Have I read the related troubleshooter articles above before posting (which pages?)? Yes
Have I searched the forum before posting? Yes
Have I read the documentation before posting (which pages?)? All Admin Tools Pro Setup
Joomla! version: 1.5.25
PHP version: (unknown)
MySQL version: 5.1.53-log
Host: Dreamhost
Admin Tools version: 2.1.14


Description of my issue:

Hello, I've recently installed Admin Tools and it continues to block whatever IP i'm working at. To work I have to keep my database open and constantly delete my IP from the _ipautoban . I have a hidden login setup, and if I sign in it blocks my IP. I go delete my IP from the database and go back and I'm signed in. Then if I go to Admin Professional and sign in that section, it will sign me in but then block my IP. I delete my IP and go back and I'm in. I'm sure I have a setting wrong, but I've gone through and can't see why it's marking me as a threat by signing in. I have a hidden login, so I do have treat failed logins as security excepts set to NO. I also have Admin IPs only in Whitelist NO.

I'm getting hit constantly from someone Scranton, PA so I'm hesitant to take down the Admin Tools. Any suggestions? thanks for your help.

After changing the Configure WAF and clicking Save it kicked me out and blocked my IP.

It seems to fix the problem if I turn off the Secret URL Parameter, but I would really like to hide my login since it's getting hammered. I followed the simple renaming limitations it mentions during setup (example ab12). Any suggestions or is there another way to hide this login? Thanks for your help.

Thanks for your time Nicholas. I thought I was deleting my IP exceptions at the top of the list, but didn't realize they were mixed throughout pages of hack attempts. I searched for my IP address at the top and was able to delete them all. Things seem to be working now. Thanks again.

Quick question though, I feel like I'm building a wall here that's constantly getting pounded on by the same hackers from a specific city (Scranton, PA). Is there a recommended way to report them or take some kind of offense against them? It seems like sooner or later they'll get in if they're trying constantly.

wad3brown (and Nicholas and anyone else who is interested). The Pennsylvania (Scranton and other cities and some New Jersey locations) attackers attempt SQL injection, occasionally RFI, and also occasionally attempt direct access to components that I do not have installed.

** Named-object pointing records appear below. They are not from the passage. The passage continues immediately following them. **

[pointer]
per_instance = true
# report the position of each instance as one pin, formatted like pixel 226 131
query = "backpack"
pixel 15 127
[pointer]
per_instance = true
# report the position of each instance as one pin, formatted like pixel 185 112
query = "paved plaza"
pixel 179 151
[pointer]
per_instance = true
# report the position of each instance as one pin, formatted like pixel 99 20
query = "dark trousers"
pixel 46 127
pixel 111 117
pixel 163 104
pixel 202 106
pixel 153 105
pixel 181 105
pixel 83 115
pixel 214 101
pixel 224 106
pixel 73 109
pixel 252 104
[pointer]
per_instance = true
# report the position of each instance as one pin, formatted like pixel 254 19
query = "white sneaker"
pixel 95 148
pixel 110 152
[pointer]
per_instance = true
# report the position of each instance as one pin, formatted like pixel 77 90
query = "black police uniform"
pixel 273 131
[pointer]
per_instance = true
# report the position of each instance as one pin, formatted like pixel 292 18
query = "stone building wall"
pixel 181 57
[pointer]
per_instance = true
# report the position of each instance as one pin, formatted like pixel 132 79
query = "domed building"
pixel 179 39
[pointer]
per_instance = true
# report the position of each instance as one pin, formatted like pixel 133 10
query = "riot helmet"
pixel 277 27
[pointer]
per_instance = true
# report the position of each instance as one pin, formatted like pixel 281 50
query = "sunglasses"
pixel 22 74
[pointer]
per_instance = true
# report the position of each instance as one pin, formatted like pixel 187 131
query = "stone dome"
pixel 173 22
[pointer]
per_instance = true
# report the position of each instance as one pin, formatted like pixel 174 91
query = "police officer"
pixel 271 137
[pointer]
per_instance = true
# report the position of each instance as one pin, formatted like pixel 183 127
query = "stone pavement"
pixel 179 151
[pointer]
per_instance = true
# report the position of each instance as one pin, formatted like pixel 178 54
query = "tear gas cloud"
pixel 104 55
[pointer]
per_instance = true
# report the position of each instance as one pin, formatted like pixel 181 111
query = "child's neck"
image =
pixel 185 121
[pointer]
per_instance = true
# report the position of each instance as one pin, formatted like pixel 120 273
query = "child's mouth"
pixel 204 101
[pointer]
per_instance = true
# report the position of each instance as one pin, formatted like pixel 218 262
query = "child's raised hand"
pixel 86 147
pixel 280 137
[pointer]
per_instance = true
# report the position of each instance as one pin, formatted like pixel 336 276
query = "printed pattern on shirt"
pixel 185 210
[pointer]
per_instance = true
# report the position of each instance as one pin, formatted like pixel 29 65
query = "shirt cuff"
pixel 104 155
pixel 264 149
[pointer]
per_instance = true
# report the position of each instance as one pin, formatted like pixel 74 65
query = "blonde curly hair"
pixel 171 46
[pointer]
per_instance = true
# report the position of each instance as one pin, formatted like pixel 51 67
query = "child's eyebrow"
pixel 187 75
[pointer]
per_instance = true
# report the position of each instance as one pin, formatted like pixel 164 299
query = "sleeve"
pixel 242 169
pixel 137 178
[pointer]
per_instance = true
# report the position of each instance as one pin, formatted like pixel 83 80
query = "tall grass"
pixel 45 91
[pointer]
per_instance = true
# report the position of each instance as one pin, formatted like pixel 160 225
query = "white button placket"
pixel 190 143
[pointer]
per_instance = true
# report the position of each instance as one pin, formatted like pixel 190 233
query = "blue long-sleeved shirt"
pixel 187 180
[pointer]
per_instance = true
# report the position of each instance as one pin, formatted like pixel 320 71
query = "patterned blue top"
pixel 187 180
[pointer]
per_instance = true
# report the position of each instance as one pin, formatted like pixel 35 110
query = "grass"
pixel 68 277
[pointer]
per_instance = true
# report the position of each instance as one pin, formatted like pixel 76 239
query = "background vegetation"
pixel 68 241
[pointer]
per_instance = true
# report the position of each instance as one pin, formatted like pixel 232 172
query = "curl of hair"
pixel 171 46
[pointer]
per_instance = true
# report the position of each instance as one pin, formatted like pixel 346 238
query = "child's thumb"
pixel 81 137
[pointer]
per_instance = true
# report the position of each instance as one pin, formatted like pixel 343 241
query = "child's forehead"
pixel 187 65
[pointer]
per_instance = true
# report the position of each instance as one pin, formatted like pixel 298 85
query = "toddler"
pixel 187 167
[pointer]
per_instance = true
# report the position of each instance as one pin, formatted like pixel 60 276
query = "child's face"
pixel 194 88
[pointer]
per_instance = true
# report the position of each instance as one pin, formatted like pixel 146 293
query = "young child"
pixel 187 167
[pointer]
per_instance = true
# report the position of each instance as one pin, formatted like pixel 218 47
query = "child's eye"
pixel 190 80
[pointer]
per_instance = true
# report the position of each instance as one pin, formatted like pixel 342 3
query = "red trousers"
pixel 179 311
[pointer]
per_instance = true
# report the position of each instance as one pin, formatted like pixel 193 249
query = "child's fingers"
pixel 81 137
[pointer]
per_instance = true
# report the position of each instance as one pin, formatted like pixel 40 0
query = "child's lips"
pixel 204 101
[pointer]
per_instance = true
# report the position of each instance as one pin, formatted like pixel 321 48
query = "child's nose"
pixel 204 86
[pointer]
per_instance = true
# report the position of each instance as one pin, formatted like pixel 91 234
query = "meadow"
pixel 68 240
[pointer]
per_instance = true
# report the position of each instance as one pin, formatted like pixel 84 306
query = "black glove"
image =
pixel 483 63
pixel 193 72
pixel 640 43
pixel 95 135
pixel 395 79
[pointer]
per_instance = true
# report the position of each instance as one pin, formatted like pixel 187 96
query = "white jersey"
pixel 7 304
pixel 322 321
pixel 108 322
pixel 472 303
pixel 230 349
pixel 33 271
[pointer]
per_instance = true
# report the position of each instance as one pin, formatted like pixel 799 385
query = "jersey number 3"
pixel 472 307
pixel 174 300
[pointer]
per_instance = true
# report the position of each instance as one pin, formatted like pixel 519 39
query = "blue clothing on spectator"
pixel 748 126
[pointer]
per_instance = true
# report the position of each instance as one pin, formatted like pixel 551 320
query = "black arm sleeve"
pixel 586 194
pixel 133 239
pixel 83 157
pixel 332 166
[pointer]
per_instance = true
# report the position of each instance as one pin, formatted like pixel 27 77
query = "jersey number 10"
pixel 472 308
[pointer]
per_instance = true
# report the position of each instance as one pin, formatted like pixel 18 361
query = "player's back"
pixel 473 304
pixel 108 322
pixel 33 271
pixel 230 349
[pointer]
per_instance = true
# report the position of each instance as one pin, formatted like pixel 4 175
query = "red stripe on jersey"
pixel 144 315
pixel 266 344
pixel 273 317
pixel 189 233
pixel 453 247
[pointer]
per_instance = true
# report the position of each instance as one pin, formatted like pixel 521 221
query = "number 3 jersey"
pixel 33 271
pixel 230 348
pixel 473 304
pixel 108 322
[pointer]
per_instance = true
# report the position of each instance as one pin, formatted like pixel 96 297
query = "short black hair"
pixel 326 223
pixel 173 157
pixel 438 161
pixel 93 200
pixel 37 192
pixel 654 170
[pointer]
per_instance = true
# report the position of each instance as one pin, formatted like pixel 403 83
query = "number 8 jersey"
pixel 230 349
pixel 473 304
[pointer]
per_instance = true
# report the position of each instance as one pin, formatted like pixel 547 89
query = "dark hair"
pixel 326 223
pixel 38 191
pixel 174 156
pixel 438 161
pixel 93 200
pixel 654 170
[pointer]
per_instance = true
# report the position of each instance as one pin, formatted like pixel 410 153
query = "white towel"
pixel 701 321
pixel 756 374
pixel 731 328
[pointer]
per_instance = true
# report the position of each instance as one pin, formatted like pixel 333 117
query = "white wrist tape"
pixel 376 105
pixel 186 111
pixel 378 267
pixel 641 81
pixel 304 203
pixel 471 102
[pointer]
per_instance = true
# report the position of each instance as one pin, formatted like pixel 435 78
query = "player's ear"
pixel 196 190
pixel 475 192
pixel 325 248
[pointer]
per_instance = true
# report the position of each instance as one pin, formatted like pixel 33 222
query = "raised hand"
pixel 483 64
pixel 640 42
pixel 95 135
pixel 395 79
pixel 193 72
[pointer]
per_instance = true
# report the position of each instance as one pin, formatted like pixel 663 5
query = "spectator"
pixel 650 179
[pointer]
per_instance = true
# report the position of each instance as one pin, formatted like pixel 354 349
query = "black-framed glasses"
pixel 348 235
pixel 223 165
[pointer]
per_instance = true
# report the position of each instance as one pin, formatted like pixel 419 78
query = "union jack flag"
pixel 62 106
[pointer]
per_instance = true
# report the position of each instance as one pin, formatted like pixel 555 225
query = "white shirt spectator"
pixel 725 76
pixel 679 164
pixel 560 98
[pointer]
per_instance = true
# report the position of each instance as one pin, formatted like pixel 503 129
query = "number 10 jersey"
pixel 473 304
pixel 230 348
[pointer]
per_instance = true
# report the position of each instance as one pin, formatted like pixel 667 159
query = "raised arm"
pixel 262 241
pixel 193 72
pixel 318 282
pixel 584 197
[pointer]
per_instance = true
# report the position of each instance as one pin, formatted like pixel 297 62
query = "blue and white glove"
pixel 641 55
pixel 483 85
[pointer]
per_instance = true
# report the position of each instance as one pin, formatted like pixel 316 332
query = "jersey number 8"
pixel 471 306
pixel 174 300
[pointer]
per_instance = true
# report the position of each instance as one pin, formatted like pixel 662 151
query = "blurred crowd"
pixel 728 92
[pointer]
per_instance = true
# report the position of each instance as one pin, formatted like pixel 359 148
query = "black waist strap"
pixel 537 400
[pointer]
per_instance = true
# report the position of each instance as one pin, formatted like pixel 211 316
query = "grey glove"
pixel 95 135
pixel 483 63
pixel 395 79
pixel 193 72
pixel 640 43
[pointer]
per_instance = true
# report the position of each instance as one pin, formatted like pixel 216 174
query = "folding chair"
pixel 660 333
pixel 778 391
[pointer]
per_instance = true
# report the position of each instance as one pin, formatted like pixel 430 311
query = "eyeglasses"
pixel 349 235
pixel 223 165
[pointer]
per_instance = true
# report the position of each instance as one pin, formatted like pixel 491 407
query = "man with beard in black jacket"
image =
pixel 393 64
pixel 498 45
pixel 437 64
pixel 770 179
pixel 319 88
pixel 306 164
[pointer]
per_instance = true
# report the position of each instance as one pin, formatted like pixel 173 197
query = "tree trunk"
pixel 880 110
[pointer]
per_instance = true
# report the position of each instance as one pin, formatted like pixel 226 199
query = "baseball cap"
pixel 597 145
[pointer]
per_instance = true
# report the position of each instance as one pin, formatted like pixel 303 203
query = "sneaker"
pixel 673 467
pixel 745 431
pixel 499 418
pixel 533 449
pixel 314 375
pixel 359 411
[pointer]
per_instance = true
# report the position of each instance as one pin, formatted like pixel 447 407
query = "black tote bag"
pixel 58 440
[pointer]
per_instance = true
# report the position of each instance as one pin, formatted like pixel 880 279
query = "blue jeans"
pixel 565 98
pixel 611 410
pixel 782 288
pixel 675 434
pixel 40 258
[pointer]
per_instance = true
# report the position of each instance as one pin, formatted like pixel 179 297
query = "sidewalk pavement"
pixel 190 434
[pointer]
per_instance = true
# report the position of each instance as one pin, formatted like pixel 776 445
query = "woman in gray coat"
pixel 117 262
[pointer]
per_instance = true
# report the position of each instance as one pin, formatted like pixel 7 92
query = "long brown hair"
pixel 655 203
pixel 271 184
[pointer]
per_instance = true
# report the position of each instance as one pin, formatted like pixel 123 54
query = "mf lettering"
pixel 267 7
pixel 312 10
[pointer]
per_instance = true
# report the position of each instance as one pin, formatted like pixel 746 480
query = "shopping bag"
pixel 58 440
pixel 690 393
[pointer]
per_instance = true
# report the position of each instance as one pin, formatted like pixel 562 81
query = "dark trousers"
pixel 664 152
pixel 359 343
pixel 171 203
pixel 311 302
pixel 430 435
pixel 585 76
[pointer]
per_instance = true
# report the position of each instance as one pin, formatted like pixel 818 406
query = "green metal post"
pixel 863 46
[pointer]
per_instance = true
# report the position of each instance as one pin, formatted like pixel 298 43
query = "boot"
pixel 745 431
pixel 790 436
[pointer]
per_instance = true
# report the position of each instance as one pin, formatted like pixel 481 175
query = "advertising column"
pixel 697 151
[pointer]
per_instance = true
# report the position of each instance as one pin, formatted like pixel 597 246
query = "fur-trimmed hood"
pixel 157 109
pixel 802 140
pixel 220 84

This leads me to believe that the attacks are scripted. Also, the direct component attempt is to /component/ not /components/ (Joomla does not install a directory called "component".

On the projecthoneypot site, many of the IP addresses and ranges are being reported as initiating these attempts. I am now blocking entire ranges.

I expect that a US citizen caught doing this would suffer severe consequences, so I suspect that the servers have been taken over from offshore.

Oh, and by the way, on two of six sites, when I go to Admin Tools > WAF > Blacklist, I am "thrown out" of the back end. I find myself in the front end of the site.

I have removed my IP address from the exceptions, and from the autoban, and I have added it to the white list.

This began to happen after:

* I restarted Chrome.
* I logged into all six sites for blacklist management (today's attacks from Pennsylvania).

Ha! Well true, when you put it like that it does put me more at ease. The site does seem extremely secure now and as long as I can keep my plugins updated it should be fine. Thanks again, Admin Tools is a necessity for my sites from now on. We'll be updating to the full backup system soon as well.

Randy, I'm getting the same attempts on components I don't have installed. Good to know I'm not the only one this is happening to and this is getting attention. Thanks for the info.

Hi. Sorry, I have had a lot of work to do. I am using 2.1.14 until I can get a stable release of 2.2.

I will go now to read the article that Nicholas pointed to. I am fascinated by all this.